On s 'y prenait pour établir ces budgets à peu près de la même façon qu'aujourd'hui, c'est à dire qu'on se préoccupait d'abord des dépenses et ensuite des recettes. Chaque année, les administrateurs généraux des finances se réunissaient et faisaient un calcul des dépenses pour l'année suivante. Ils appliquaient pour y pouvoir un impôt général sur toutes les provinces. Si pendant l'année survenait quelque guerre ou quelque occasion de dépenses extraordinaires, on faisait surgir quelque autre impôt. Nos financiers d'aujourd'hui n'agissent pas autrement. Ce n 'est qu'en 1789 que les budget commercèrent à être publiquement discutés au parlement et que le contribuable qui en faisait les frais fut admis à les connaître. Jusqu 'alors il devait se contenter de donner son argent sous forme d'impôts ordinaires, capitalisation, vingtièmes, etc..,sans jamais savoir quel usage on en ferait.

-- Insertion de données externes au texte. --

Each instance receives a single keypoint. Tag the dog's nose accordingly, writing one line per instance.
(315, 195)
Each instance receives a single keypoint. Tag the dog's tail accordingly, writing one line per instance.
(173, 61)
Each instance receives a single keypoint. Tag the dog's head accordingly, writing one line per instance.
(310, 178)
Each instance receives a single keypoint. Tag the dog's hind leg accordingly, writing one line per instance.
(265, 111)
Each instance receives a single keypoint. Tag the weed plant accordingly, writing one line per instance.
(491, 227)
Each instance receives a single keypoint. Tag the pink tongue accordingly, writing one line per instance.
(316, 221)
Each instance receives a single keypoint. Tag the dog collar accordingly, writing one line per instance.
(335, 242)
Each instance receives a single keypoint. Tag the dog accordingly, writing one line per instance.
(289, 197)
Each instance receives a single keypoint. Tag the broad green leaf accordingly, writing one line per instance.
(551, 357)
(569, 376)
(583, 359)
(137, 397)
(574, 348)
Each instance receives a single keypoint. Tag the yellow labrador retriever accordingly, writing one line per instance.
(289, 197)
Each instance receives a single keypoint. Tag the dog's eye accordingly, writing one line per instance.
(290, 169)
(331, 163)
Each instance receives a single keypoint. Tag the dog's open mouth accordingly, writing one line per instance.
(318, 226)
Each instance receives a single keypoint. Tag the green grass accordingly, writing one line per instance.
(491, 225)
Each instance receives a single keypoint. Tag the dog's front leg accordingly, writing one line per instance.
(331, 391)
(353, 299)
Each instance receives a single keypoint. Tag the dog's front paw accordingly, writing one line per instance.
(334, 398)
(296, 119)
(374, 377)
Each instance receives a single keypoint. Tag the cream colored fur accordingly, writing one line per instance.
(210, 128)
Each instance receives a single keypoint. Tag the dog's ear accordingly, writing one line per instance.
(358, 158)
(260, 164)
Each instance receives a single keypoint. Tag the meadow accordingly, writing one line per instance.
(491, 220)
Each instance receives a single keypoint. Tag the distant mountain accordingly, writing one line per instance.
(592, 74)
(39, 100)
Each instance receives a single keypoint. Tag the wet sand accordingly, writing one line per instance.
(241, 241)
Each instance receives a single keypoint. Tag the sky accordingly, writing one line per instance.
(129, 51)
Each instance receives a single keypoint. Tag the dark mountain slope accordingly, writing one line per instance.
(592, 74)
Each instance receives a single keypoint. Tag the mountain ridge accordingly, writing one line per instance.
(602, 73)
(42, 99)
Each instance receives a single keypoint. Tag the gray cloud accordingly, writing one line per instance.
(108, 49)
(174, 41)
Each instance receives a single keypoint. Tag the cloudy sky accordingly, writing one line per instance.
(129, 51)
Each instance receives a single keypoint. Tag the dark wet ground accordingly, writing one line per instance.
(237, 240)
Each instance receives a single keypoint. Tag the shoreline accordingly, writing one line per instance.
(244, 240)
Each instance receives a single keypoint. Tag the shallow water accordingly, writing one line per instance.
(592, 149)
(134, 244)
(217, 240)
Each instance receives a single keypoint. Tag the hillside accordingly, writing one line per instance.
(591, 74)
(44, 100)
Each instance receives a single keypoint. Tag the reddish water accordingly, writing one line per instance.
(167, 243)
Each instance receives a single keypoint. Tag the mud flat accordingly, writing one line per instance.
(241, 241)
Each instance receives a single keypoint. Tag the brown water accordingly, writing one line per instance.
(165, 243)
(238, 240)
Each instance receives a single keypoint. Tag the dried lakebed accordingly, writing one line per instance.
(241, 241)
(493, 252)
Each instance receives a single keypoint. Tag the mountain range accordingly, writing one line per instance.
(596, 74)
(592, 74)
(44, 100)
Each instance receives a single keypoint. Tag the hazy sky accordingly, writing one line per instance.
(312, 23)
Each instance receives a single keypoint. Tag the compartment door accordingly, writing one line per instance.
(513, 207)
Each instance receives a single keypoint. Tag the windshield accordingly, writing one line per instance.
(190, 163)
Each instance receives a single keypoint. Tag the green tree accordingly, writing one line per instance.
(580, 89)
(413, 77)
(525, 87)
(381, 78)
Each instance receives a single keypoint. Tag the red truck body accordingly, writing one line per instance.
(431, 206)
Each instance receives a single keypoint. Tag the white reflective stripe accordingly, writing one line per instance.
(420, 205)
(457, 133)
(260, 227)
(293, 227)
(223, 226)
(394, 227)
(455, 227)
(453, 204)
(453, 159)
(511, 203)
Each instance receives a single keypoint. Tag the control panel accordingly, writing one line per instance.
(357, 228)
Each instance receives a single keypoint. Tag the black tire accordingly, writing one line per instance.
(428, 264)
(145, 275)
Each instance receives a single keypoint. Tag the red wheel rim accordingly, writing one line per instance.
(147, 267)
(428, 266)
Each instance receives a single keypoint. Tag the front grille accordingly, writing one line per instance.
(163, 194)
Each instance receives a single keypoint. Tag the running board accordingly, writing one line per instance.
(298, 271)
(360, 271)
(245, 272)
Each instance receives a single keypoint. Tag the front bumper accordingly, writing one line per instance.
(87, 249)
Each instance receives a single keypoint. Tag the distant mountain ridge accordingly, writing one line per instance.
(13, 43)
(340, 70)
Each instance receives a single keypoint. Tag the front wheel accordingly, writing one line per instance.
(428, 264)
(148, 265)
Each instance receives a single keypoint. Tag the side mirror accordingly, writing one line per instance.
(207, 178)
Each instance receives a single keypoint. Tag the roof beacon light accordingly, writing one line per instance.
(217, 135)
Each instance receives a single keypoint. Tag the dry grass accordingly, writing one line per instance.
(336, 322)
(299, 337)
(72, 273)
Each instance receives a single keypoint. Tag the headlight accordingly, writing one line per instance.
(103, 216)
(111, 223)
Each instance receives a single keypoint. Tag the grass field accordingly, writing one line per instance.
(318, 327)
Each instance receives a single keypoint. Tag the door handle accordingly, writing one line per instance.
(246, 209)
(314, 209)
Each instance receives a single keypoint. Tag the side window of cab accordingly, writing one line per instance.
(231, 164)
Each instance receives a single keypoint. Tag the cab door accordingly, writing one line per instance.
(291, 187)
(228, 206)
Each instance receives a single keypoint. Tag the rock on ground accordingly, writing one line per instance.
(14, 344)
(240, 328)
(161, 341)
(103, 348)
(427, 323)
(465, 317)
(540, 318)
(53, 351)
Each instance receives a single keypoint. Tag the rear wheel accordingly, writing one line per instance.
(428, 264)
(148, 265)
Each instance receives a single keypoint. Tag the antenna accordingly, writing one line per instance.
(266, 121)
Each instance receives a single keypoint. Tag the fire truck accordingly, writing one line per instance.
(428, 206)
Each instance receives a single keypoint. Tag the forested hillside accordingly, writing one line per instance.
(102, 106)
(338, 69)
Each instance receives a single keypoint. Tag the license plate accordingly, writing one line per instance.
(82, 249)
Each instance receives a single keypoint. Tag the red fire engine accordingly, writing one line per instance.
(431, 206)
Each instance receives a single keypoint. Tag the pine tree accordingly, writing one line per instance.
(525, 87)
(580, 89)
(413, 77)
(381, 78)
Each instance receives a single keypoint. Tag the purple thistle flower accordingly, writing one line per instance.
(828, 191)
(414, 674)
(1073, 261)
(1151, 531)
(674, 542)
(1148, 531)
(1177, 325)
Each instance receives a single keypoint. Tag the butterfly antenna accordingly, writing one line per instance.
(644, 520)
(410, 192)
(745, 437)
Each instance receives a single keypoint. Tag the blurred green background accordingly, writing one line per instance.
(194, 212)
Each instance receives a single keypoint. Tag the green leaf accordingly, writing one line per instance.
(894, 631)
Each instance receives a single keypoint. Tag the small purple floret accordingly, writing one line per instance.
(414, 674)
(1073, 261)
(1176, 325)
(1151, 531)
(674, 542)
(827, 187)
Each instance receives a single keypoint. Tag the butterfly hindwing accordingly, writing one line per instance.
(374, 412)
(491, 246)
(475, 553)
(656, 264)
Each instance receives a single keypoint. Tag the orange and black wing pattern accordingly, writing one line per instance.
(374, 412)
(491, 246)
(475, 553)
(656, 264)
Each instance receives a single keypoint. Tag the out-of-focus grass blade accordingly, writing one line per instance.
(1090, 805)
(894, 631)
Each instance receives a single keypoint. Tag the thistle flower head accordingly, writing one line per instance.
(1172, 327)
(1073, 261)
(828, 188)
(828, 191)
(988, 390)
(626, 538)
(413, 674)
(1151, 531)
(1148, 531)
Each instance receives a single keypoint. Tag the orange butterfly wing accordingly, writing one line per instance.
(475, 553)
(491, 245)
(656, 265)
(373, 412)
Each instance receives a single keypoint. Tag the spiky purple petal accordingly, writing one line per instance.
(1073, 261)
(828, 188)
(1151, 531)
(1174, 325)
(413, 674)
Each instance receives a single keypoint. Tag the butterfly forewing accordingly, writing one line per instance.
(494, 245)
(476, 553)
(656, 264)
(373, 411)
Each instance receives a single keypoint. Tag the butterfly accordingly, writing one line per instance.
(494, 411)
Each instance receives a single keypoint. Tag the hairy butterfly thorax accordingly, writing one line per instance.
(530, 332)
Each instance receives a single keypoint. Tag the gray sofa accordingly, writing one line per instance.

Il serait fastidieux de passer en revue tous les budgets de la révolutionn à nos jours. Les dépenses furent relativement modérées pendant tout le XIX siècle.En 1870 elles ne s'élevaient encore qu'à un milliard 790 millions .Mais le XX siècle devais les voir s' enfler démesurément . En 1910 le budget monte à 4 milliards 185 millions. Les dépenses ont en quarante ans, augmenté de 2 milliards 395 millions. Or notez qu'en 1789, le budget n'était que 532.000 livres. En près d'un siècle, de la Révolution à 1870, les dépenses avaient monté infiniment moins que dans les quarante années qui suivirent la guerre franco-allemande. En 1913, nous avons dépassé les cinq milliards. En 1914 la guerre éclate : nous atteignons prés de 15 milliards. Nous arrivons presque à 24 en 1915, presque à 30 en 1916, presque à 38 en 1917 ; en 1918 nous dépassons le 46 milliards ; en 1919,nous sommes à 47 milliards 450 millions. La guerre est finie pourtant, mais il faut en couvrir les frais. Et ce sont les vainqueurs qui les paient, puisqu'on n'a pas pu jusqu'ici - hélas ! - faire payer les vaincus.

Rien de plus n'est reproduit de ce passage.